We learned how to provide tools to an LLM to perform reliable calculations, essentially grounding the LLM in math. We achieved this by giving the LLM access to Python functions for arithmetic operations. Our approach was very generic, using the get_schema function to extract the definitions of the Python functions and processing the tools with the call_tools-method. Beyond the scope of the calculator, using this approach, we could expose any function to the LLM, such as sending emails or accessing databases.
We also explored the ReAct framework, transforming the LLM into an agent that combines reasoning and acting. This significantly enhanced its capabilities. The LLM reasoned about the calculations we asked it to do, and it acted by running the corresponding Python functions until it calculated the final result.

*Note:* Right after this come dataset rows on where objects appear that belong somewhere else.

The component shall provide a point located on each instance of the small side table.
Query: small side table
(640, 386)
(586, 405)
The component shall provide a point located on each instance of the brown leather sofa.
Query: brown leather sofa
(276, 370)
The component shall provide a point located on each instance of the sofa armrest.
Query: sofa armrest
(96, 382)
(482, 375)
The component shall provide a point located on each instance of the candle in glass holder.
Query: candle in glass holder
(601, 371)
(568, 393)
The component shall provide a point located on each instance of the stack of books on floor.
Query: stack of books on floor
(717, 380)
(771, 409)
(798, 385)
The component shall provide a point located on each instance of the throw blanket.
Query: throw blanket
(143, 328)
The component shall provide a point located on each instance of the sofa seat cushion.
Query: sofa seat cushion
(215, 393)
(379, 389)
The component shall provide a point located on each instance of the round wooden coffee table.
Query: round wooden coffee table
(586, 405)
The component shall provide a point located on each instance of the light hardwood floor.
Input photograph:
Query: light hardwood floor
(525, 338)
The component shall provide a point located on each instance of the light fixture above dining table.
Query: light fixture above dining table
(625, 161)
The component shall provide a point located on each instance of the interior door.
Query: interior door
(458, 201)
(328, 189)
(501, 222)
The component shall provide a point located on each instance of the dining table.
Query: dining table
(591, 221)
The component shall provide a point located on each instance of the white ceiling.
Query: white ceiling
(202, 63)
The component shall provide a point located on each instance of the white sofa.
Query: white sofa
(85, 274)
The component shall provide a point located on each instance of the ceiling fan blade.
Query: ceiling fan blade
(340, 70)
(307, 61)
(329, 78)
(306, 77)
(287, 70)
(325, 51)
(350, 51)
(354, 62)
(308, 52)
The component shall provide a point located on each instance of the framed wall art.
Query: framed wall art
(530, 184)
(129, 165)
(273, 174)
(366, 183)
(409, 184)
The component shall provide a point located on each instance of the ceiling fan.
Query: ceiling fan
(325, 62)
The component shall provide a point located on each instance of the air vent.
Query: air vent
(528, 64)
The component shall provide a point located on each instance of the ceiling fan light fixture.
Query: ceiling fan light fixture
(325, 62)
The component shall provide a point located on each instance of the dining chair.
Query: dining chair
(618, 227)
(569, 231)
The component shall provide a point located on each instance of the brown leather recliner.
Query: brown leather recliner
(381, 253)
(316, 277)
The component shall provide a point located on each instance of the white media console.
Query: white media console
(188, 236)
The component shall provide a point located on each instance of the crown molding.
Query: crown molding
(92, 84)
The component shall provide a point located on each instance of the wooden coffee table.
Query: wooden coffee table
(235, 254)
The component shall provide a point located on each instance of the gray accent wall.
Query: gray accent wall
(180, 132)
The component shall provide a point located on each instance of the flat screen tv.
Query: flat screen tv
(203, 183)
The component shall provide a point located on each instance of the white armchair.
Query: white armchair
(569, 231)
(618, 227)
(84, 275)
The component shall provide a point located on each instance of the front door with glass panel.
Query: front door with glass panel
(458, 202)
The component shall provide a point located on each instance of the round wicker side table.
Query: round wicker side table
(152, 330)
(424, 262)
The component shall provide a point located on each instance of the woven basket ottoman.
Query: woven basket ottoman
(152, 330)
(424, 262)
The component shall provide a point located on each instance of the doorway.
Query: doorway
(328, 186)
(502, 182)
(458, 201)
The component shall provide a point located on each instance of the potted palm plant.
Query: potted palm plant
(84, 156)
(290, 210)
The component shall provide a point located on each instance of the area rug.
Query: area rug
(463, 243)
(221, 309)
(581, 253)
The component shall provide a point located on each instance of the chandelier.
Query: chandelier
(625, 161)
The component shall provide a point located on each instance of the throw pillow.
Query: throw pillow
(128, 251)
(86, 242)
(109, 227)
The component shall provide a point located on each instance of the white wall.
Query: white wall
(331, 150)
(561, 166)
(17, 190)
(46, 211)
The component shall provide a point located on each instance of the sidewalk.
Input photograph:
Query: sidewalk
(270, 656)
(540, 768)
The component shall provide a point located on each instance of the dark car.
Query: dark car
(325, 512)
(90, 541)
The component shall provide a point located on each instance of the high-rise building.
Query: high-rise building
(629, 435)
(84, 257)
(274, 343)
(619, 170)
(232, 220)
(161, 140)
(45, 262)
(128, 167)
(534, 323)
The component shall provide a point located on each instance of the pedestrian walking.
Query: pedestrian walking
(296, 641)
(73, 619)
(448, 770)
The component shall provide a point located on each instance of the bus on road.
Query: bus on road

Implementing this calculator is fundamentally different from traditional approaches because we did not code any mathematical logic ourselves. We only defined the basic mathematical functions, exposed them to the LLM, and trusted its intelligence to perform the calculations. This required a leap of faith, and we saw that not all models consistently get the calculations right. Using an advanced model like GPT-4o, however, demonstrates the potential of LLMs to handle complex operations independently.
As the intelligence of future models likely increases significantly, it will become an essential skill to judge the level of faith we can safely place in an LLM. Understanding which tasks an LLM can perform without specific guidance and where we need either human support or classical code-based solutions is essential. Making accurate assessments will not only allow us to push the boundaries of what is possible with LLMs but can also lead to significant reductions in the complexity of traditional IT systems. However, pushing these boundaries must be done responsibly, ensuring that we balance innovation with safety and reliability.